Marrakech felt different the moment the festival lights came on. The city moved with a quiet confidence that set the tone for the week. The air carried that mix of cinema, celebrity, and fashion that only this place seems able to hold without effort. As the 22nd session of the Marrakech 2025 International Film Festival unfurled, fashion stepped up to claim its own spotlight. The city’s desert-tinged palette merged with red-carpet glamour. What emerged was less about fleeting trend and more about chic, bold, iconic presence.
Jenna Ortega became a centerpiece of this style narrative. She walked the red carpet in a sculptural black gown with a plunging backless design that hugged her waist and flared gently to the ground. The simplicity of a gold necklace, smoky eyes, and softly tousled hair let the gown speak for itself.
The outcome was powerful. Such an outstanding piece, hugging the silhouettes of her curves, while radiating the beauty that Jenna is. When beauty matches glamour, the result is what stands tall in museums to show the generation coming what the paths carved by the forerunners looked like.
At the same ceremony, Anya Taylor-Joy stood in a strapless black gown. The floor-length dress gathered softly at the waist and flowed with a quiet strength. White floral details at the wrists introduced softness to the austere silhouette. The effect was sculptural yet feminine. Like architecture in fabric. Her understated look felt timeless, a counterpoint to more overt glamour around her.
The festival’s red carpet didn’t rigidly follow a single aesthetic. In previous years at Marrakech, names such as Virginie Efira, Monica Bellucci and others have shown how sleek minimalism and classic couture remain staples. Efira often opts for black velvet or crisp silhouettes that hint at seduction without shouting. Bellucci, meanwhile, has mixed velvet capes and tailored jumpsuits to add texture and rhythm to the red carpet flow.
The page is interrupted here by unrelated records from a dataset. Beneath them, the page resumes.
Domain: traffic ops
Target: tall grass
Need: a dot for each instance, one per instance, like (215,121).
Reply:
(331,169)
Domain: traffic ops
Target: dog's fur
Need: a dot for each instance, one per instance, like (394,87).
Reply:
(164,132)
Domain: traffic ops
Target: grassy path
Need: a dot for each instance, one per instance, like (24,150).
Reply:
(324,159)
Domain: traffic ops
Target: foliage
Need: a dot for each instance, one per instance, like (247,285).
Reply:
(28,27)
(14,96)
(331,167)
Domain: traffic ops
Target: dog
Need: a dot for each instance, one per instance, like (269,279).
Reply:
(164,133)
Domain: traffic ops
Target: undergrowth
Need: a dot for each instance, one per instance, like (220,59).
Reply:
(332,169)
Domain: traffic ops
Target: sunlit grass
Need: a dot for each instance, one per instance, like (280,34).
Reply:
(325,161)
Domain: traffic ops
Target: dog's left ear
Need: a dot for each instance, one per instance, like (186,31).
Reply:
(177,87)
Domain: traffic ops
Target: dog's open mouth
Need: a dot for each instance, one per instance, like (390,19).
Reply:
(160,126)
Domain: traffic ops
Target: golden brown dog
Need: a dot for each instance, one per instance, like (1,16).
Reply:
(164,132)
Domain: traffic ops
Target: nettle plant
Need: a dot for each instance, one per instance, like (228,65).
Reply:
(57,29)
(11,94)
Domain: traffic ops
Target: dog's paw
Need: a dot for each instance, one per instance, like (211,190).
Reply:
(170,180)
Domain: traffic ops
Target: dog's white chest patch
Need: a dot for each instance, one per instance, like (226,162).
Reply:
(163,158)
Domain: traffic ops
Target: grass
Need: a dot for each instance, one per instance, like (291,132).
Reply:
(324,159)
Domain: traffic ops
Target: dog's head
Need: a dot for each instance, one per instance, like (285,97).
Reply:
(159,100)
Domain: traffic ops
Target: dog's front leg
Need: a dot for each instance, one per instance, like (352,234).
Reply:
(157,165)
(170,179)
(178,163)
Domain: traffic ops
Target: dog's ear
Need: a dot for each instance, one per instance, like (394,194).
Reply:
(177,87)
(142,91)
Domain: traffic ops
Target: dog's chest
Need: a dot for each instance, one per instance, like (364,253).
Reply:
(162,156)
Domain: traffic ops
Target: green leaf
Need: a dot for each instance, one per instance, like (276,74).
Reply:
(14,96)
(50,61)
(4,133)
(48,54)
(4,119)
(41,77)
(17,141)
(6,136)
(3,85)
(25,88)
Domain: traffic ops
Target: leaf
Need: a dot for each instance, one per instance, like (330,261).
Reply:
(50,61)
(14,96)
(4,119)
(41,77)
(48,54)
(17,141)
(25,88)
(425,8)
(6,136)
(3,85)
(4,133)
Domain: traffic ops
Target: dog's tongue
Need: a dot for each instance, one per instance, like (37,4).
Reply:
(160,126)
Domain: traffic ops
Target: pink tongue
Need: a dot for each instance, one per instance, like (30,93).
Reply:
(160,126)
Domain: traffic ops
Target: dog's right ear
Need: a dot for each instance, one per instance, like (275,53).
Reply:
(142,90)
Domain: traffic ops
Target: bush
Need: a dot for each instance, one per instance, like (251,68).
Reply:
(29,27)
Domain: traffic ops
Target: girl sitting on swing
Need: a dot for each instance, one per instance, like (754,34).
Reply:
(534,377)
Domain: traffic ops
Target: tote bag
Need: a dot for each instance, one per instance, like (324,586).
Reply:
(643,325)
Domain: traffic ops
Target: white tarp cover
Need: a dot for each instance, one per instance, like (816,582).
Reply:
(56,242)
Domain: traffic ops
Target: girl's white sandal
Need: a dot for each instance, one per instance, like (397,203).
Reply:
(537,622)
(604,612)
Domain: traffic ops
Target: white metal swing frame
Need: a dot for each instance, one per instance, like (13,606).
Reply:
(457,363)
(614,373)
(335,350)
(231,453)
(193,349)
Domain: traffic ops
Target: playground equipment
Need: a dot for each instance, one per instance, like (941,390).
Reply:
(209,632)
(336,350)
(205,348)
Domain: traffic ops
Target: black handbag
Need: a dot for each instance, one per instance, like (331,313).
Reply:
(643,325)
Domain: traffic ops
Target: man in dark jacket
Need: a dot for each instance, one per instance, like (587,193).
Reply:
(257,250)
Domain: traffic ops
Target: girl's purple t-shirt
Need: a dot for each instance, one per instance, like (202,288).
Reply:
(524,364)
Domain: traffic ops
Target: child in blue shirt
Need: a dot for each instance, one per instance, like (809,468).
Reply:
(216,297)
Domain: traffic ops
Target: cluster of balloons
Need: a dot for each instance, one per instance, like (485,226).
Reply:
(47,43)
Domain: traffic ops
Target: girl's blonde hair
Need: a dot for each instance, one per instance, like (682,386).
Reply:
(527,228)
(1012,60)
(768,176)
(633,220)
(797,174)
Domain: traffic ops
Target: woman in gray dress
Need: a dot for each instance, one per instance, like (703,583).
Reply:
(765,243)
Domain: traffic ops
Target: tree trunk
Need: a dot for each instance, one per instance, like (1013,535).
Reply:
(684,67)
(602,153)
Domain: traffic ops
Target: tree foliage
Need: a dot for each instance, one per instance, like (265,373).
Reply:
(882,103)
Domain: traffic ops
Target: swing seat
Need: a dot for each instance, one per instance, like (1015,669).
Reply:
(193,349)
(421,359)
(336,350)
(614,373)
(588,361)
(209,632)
Occasionally the festival allows for drama. In 2024 one memorable moment came when Diane Kruger wore a dress by Christopher Esber with a dramatic sculptural element. Even when the colour or cut polarized opinions, the silhouette demanded attention.
What strikes this year is how the festival confidently balances extremes — the restrained and the daring. Nothing feels accidental. Instead there is deliberateness in the choice of silhouette, fabric, and mood.
Black is such a classy color, especially when worn as an evening gown, on one of the most iconic red carpets, the 2025 Marrakech International Film Festival. And ofcourse other, colors of outfits sshine brightly at the 2025 Marrakech International Film Festival, alongside all the sparkly diamonds and pieces of jewelry.
More than clothing, this festival became a conversation between tradition and modernity. The old, desert city of Marrakech itself stood like a moment in time, hosting one of the most iconic events in fashion history.
Beyond the red carpet, what this year’s festival suggests for fashion watchers is a shift. The emphasis is no longer solely on ornate gowns or overt glamour. It’s about intention. It’s about shape, silhouette, how fabric falls and flows. It’s about mood and the power of understatement. For an audience now weary of noise and clutter, that feels potent. It asks: can fashion hold quiet strength and still stir the heart.
You might ask what makes these looks iconic beyond the labels. In my view it is the way they combine discipline and freedom. The gown that outlines the body without exaggeration. The dress that moves but does not scream. The cooler palette that whispers not shouts. This is style working through subtlety rather than spectacle.
Watching the festival unfold, it feels like we are witnessing a recalibration. Glamour hasn’t gone anywhere. But the definition has expanded. It now includes restraint, sculptural elegance, and sculpted statements that speak without excess.
For those of us who watch style not just as clothing but as culture, this year’s red carpet in Marrakech 2025 International Film Festival delivered. It reminded us that boldness isn’t always loud. Sometimes it’s composed. Sometimes it’s quiet. Sometimes it’s simply chic in Marrakech.